何というか、時間の感覚が思いっきり狂った気がします。
ライブの間、いろんなことを考えたし、いろんな光景が飛び込んできたし、いろんな感情が湧きあがったけど、
終わってみたらなんだか全てが鮮やかなのに曖昧で・・・
だから、この後の記録は、多分に主観的で、救いようがないくらい陳腐で稚拙な言葉の羅列になると思う。
それでも、これは私の―――私にとっての彼らの記録だから。
どうぞご容赦くださいね。


1曲目、何がくるのかなー、ってお友達と話したりもしていたのですが、ライブで聴くのは初めてな001 !
始まってみれば、こんなにぴったりの曲はない!と思ってみたり。
で、いきなり泣いたよね、私(笑)。
待ってた、とか、嬉しい、とか、かっこいい、とか、ユニゾンの音だ!とか、ああ、始まっちゃったな、とか・・・
何というか、自分の中に溜めこまれてた感情が一気に掬い上げられて、飛び立っていった感じ。
また、斎藤さんがめちゃくちゃ良い笑顔なんですよ!
この日はほぼ斎藤さんの正面。
前の列が背の高い男の子だったので、見えないかな、と思ってたら隙間から三人ともちゃんと見えて、
でもせっかくなので斎藤さんばっかり見てました(笑)。

♪リニアブルーを聴きながら は、
上から細いラインの照明が輪のように三人を取り囲んだのがとても印象に残りました。
なんかね、宇宙船の中みたいだな、って思った。
武道館の形状もあるのかもしれないけど・・・
全体的に、この日のライブのイメージって、私的には宇宙旅行だった。
宇宙船ユニゾン号。
あるいは、ユニゾン版銀河鉄道の夜?
宇宙関係の歌詞がふっと耳に引っかかったり、
天井や二階席に当たる照明が星みたいに見えたり、
下からのライトで天井に映った、照明を吊り下げるワイヤーの影が星座みたいに見えたり。

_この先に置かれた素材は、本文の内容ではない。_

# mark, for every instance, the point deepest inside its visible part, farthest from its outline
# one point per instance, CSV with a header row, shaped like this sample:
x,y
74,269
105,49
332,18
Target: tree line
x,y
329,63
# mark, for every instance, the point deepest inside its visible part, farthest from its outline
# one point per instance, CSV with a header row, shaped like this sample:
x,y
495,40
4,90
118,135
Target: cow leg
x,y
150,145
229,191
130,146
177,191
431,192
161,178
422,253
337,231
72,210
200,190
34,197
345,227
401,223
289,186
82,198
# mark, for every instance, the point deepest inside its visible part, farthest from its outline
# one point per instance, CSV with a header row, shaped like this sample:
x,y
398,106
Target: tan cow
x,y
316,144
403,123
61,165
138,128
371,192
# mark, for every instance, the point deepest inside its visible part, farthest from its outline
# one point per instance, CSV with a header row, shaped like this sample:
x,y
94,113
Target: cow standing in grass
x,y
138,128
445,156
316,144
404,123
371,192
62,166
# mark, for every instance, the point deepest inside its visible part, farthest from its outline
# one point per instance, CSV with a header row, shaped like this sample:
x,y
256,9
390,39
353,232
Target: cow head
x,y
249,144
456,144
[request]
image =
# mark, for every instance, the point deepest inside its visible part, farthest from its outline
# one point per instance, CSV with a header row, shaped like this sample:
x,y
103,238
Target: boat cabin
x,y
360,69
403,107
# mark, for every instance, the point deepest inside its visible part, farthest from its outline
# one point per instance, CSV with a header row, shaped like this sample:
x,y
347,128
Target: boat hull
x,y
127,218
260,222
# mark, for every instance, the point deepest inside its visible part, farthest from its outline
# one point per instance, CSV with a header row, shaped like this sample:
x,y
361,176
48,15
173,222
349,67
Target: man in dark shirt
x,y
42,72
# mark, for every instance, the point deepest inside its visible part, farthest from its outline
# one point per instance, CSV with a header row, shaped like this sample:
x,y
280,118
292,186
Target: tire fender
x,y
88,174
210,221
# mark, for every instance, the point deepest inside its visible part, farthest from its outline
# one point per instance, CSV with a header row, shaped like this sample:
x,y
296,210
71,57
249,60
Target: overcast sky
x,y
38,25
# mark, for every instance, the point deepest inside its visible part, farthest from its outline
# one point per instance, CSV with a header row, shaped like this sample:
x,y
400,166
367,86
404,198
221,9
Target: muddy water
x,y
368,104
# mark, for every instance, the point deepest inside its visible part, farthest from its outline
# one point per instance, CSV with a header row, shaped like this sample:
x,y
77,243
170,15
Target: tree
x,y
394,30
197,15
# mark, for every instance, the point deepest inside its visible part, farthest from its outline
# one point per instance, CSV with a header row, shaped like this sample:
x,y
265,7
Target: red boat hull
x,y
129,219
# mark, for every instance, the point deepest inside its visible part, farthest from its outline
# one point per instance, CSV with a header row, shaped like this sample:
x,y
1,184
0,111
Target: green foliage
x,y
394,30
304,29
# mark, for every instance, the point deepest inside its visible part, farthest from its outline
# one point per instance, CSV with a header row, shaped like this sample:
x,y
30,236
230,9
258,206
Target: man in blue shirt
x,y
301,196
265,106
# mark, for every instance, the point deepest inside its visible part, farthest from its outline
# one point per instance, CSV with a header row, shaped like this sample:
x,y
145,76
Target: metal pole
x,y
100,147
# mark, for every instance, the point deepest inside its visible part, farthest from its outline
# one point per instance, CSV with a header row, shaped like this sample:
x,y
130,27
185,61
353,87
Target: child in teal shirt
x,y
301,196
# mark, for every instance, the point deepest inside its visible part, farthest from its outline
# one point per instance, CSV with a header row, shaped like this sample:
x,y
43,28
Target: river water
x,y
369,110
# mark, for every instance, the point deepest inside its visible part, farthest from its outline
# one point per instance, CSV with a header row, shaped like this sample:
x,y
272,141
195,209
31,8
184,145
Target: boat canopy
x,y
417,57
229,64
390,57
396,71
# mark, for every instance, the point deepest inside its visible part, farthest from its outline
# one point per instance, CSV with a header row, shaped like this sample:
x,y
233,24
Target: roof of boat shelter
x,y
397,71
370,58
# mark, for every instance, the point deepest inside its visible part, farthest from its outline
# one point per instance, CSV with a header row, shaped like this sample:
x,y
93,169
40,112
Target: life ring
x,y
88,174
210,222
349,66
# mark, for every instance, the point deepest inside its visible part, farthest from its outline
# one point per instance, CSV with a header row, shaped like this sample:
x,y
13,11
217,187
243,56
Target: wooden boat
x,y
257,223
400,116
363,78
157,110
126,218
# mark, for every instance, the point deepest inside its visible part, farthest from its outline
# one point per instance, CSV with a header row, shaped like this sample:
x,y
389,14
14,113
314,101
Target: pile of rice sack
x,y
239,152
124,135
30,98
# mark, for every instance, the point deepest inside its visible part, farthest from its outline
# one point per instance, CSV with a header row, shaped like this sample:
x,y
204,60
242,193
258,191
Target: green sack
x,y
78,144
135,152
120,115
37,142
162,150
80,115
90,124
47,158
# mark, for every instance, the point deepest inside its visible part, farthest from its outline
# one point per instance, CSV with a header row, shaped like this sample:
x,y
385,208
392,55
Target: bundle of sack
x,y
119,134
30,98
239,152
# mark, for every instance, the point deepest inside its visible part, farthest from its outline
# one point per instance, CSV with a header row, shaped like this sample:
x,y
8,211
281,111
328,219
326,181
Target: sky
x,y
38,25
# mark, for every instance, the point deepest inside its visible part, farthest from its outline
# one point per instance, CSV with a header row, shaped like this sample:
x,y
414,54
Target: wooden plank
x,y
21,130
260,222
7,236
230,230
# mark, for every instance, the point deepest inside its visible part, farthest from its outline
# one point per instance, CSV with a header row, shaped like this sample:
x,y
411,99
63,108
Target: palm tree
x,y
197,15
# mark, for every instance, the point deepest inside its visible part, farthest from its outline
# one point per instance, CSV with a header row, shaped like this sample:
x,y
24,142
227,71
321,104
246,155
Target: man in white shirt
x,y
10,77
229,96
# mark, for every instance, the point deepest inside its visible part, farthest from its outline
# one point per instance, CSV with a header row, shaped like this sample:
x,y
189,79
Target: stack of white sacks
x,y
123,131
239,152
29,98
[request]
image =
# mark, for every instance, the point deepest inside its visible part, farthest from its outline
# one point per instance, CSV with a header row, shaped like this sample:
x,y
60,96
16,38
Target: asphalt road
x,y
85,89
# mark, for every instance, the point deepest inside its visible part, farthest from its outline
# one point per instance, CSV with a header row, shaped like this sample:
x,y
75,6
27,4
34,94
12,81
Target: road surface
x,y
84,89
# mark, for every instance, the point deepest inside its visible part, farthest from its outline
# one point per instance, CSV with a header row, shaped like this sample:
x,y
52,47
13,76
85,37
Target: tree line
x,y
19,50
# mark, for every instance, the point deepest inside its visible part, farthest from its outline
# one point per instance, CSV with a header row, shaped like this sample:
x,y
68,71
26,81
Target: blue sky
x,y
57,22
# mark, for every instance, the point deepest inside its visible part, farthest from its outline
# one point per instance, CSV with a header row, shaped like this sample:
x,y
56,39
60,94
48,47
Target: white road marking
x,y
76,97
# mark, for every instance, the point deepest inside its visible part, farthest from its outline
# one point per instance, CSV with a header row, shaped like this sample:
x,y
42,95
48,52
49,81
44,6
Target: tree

もともと、ユニゾンのアルバムやライブって、私にとっては彼らの世界を旅するような気持になるのだけど、
今回は、自分で旅するというよりも、彼らに引率してもらってる気持になりました(笑)。
1曲1曲が、立ち寄る星のようであったり、近づいて遠ざかる銀河のようであったり・・・
一人じゃ行けないもの凄く遠くの宇宙まで連れて行ってもらって、でも、ちゃんと元の場所に戻してくれた。
終演後、外に出たら正面に上弦の月がありました。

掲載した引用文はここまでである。